Bu atlara miri atlar denirdi. Devlette çalışan her görevli gibi, bunların da belli bir hizmet süreleri vardı. Bu sürenin sonunda, bu atlar ihale ve açık artıma ile halka satılırdı. 1940-1950 yılları arasında yapılan böyle bir satışın hikâyesini anlatacağım:
Edirne’deki böyle yaşı gelmiş miri atların satış ihalesi var. Birçok kişi bilhassa, Edirne köylüleri ihaleye pey verirler. Herkes kesesine göre fiyata bir atı alır. Uzunköprülü bir köylü çok beğendiği gösterişli bir atı almanın sevincini yaşar. Paraları peşin sayıp hemen atını teslim alır.
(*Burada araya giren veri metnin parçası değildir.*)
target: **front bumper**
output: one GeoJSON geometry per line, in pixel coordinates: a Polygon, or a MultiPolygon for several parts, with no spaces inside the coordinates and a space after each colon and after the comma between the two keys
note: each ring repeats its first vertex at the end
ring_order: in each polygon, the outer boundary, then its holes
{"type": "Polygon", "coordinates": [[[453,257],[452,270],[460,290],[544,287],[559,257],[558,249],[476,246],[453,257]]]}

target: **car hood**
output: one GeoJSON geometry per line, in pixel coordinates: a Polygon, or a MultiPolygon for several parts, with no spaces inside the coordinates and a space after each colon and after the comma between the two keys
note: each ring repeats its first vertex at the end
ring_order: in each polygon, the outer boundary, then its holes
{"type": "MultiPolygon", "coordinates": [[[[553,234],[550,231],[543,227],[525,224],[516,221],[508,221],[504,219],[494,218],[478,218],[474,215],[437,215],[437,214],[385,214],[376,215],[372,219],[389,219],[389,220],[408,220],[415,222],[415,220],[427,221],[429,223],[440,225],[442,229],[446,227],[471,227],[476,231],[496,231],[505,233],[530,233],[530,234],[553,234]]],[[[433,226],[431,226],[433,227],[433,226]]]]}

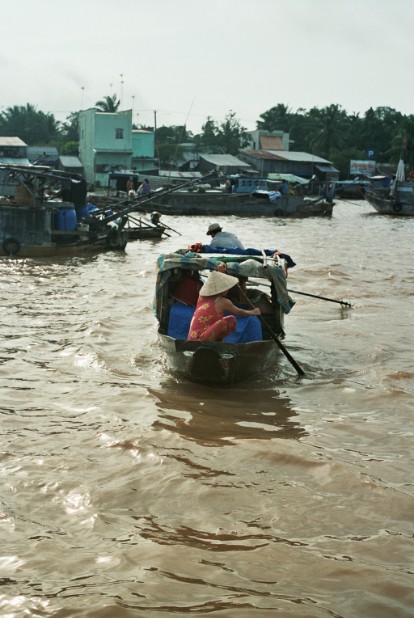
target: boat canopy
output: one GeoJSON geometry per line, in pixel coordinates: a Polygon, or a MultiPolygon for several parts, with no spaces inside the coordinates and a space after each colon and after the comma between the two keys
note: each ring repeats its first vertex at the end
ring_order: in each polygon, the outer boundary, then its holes
{"type": "Polygon", "coordinates": [[[165,284],[174,269],[185,270],[216,270],[219,262],[225,262],[227,273],[235,277],[255,277],[257,279],[267,279],[274,284],[278,302],[284,313],[289,313],[295,304],[287,291],[286,275],[283,258],[277,261],[266,255],[234,255],[227,253],[217,253],[203,255],[187,251],[183,253],[170,253],[160,255],[157,260],[159,273],[165,274],[161,277],[161,286],[165,284]]]}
Atına binip Edirne’den Havsa’ya doğru yola çıkar… At şehir içinde çok canlı ve tam bir küheylan. Şehir bittikten sonra ise süklüm püklüm. Havsa’ya girişte at yeniden canlanır. Tekrar Uzunköprü tarafına doğru köy yollarında süklüm püklüm… Adam köyüne girince at yine tam bir küheylan. Herkes hayran. Köylüden müşteri olan olana. Komşu köylerden bir zengin ağa ata talip olur. Köylü hemen satar. Zira o atını yolda iyi tanımıştır. Meğer bu askeriyede, tören atlarından biri. İnsanları, kalabalıkları görünce şahin gibi, ıssız yollarda ise bitkin ve yorgun…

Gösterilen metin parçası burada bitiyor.